K8s is often misunderstood on how it manages resources on a node. A widespread misconception is that a pod without CPU or memory limits will consume all available resources on its node. That’s not how it works.

TL;DR I strongly reccomend setting limits == requests, unless you have a very specific reason not to (i.e. your nodes are on Linux kernel <6.6 and still using CFS).

How K8s manages resources

There are two relevant resource parameters that will be important for us that we can define at container level:

• Requests: The minimum amount of resources guaranteed to the container. This is like reserving a table at a restaurant and nobody else can take it, even if you’re running late or not showing up at all.
• Limits: The maximum amount of resources the container is allowed to use. This is like reserving a table with a specific time and being kicked out after the reserved time.

To better understand this, let’s imagine a node with 4 CPUs hosting two pods:

Scenario 1: Reserved Resources

When we set:

• requests.cpu = 1
• limits.cpu = 1

Each pod gets exactly the amount of CPU it requested. Even if the pod doesn’t use all of its reserved CPU, no other pod can use the available leftover.

Scenario 2: Burstable Resources

When we set:

• requests.cpu = 1
• No CPU limit

Here we go, this is now wild west; Since no CPU limits are set, pods can burst beyond their requested amount and use any available CPU on the node. This creates a shared pool of resources it may improves resource utilization efficiency and pod density potentially saving you some bucks, however variable access to resources leads to a significant trade-off: workloads with unpredictable and inconsistent performance.

The downside of variable resource access on system performance

• end users start question their mental health

K8s clusters should deliver consistent performance for applications, independent of what else is running on the host. Burstable pods, can create an inconsistent user experience, the same app may respond blazingly fast one minute and mysteriously fail the next for exactly identical requests. Users may start clearing caches, switching browsers, or restarting their devices, convinced that the issue is on their end, especially when it seems to work fine on a peer’s device not knowing that the real issue is your K8s with a deployment where requests are not set equals limits.
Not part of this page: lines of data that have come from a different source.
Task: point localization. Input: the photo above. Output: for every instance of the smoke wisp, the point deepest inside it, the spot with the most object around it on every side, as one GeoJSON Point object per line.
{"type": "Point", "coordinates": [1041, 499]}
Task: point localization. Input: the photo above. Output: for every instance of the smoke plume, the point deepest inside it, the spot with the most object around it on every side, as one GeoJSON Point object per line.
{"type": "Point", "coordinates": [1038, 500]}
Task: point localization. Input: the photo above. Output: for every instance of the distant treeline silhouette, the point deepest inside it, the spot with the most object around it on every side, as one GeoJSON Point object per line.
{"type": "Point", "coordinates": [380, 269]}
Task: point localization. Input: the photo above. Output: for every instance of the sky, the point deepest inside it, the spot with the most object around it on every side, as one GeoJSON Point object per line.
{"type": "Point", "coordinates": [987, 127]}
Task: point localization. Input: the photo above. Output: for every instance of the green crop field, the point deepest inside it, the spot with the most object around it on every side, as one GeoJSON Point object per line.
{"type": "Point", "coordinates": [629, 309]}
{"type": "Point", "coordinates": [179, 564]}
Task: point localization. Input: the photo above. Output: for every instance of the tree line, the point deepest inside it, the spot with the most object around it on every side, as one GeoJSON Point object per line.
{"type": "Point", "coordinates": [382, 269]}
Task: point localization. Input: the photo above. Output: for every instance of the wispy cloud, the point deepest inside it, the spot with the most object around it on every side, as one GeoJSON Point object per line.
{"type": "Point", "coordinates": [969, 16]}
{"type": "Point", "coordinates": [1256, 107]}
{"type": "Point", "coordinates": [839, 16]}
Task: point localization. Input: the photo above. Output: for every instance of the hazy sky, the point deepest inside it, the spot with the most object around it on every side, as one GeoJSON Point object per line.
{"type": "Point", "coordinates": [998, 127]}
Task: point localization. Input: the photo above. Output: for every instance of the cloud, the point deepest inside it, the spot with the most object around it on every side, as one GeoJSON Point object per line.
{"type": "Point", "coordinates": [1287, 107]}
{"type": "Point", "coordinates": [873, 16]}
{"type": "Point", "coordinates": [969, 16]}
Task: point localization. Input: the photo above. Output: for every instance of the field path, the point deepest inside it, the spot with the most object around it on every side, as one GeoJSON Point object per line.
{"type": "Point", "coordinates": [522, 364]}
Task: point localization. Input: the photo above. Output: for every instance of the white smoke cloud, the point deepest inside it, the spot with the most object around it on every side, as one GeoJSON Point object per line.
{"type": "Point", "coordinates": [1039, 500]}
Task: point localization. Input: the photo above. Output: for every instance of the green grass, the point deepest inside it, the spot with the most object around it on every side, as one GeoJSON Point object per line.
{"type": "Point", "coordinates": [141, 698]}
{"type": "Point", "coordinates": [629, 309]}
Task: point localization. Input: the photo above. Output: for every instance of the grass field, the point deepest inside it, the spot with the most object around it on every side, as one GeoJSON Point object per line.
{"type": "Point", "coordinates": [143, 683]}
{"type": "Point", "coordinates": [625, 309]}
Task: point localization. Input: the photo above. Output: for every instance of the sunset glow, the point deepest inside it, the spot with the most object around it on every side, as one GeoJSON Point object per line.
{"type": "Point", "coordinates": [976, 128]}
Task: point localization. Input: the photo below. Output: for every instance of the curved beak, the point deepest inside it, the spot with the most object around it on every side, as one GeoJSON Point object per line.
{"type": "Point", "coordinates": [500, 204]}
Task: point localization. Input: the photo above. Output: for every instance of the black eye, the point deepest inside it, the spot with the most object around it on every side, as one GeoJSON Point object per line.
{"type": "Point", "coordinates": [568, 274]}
• Developers start question their mental health

Developers quickly become accustomed to non-guaranteed resources. It’s like getting used to an all-you-can-eat restaurant and then suddenly switching to rationed portions. Their pod mysteriously slow down and they may think “Was it a bad commit? Where is my CPU?” well…those resources were never yours to begin, Another point is wow can we possibly load test the app or create nice developers that perform similar to prod?.Finally I may ask,would developers rather build for Apple closed garden with predictable hardware or the wild west of Android/Windows with their infinite hardware variations?

Conclusion

So unless you enjoy late night Slack messages or Pagerduty notifications asking why the production environment is suddenly slow or crashing, set that CPU/Memory limits == requests, your end-users, developers, and your blood pressure will all be better for it knowing your containers won’t be battling each other over resources.

Note on CFS and EEVDF

Old Linux CPU scheduler(CFS) enforces CPU limits using burst quotas, which may throttle pods that exceed their limits, even when the node CPU isn’t fully utilized. This may cause latency spikes and inconsistent performance. So, before setting requests == limits be sure your nodes are running Linux kernel 6.6 or newer, where they introduced EEVDF CPU scheduler.